Spring MVC => Express.JS
pom.xml => package.json
import package => require('module_name')
There is no standardized way, but you're on the right track. If your package.json is up to date and well kept, you can just copy/zip/clone your app directory to the production system, excluding the node_modules.
On your production system, run
npm install to install your dependencies, npm test if you have tests and finally NODE_ENV=production node server.js
Some recent slides I considered to be quite helpful that also include the topic of wrappers like forever, can be found here.
Hope this might be helpful for somebody looking for the solution,Packaging of Node js apps can be done using "npm pack" command.It creates a zip file of your application which can be run in production/staging environment.
Is there any standard format/guidelines of packaging node webapps
built using express? (Is there a similar jar/war packaging systems for
node apps?)
Yes, the CommonJS Packages specification:
This specification describes the CommonJS package format for
distributing CommonJS programs and libraries. A CommonJS package is a
cohesive wrapping of a collection of modules, code and other assets
into a single form. It provides the basis for convenient delivery,
installation and management of CommonJS components.
For your next question:
2. How do I deploy it once packaged? Would it become an exe, since it is also its own container?
I second Hüseyin's suggestion to deploy on Heroku for production. For development and staging I use Node-Appliance with VirtualBox and Amazon EC2, respectively:
This program takes a Debian machine built by build-debian-cloud or
Debian-VirtualBox-Appliance and turns it into a Node.js "appliance",
capable of running a Node application deployed via git.

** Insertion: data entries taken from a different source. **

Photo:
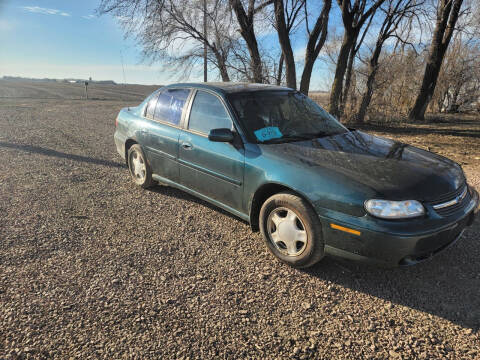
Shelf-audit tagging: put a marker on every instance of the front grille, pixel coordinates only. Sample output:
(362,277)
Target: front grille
(452,209)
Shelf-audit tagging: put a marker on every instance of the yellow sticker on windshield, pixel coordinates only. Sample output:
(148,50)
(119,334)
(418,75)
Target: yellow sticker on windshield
(267,133)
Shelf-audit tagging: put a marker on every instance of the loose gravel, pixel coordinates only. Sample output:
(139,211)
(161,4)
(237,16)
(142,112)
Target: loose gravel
(92,266)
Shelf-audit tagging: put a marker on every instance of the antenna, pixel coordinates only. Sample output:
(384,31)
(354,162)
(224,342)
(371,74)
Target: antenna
(123,68)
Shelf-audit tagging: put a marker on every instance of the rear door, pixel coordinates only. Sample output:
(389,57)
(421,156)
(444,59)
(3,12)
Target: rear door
(165,114)
(214,169)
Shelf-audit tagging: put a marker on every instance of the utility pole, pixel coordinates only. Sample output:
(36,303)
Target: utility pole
(205,41)
(123,68)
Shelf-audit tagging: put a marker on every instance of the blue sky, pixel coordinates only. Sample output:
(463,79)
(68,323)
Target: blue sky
(64,38)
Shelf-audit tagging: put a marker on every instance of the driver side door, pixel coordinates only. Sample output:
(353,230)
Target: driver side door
(214,169)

Your webapp will not become an exe.
few ways to approach this:
Push your code into Git repository, excluding everything that isn't your code (node_modules/**), then pull it in your staging environment, run npm install to restore all dependencies
create an NPM package out of it , install it via npm in your staging environment (this should also take care of all of the dependencies)
manual copy/ssh files to your staging environment (this can be automated with Grunt), than restore your dependencies via npm
I used zeit's pkg module. It can create cross platform deliverables for linux/win/macos. Actually used it in production and works fine without any issues.
It takes in all the js scripts and packages it into a single file.
The reason I used it is because it helps in securing your source code. That way in production at customers environment they will have access to application but not the source code.
Also one of the advantages is that at production environment, you do not actually need to have the customer install node.js as the node binaries also get packaged inside the build.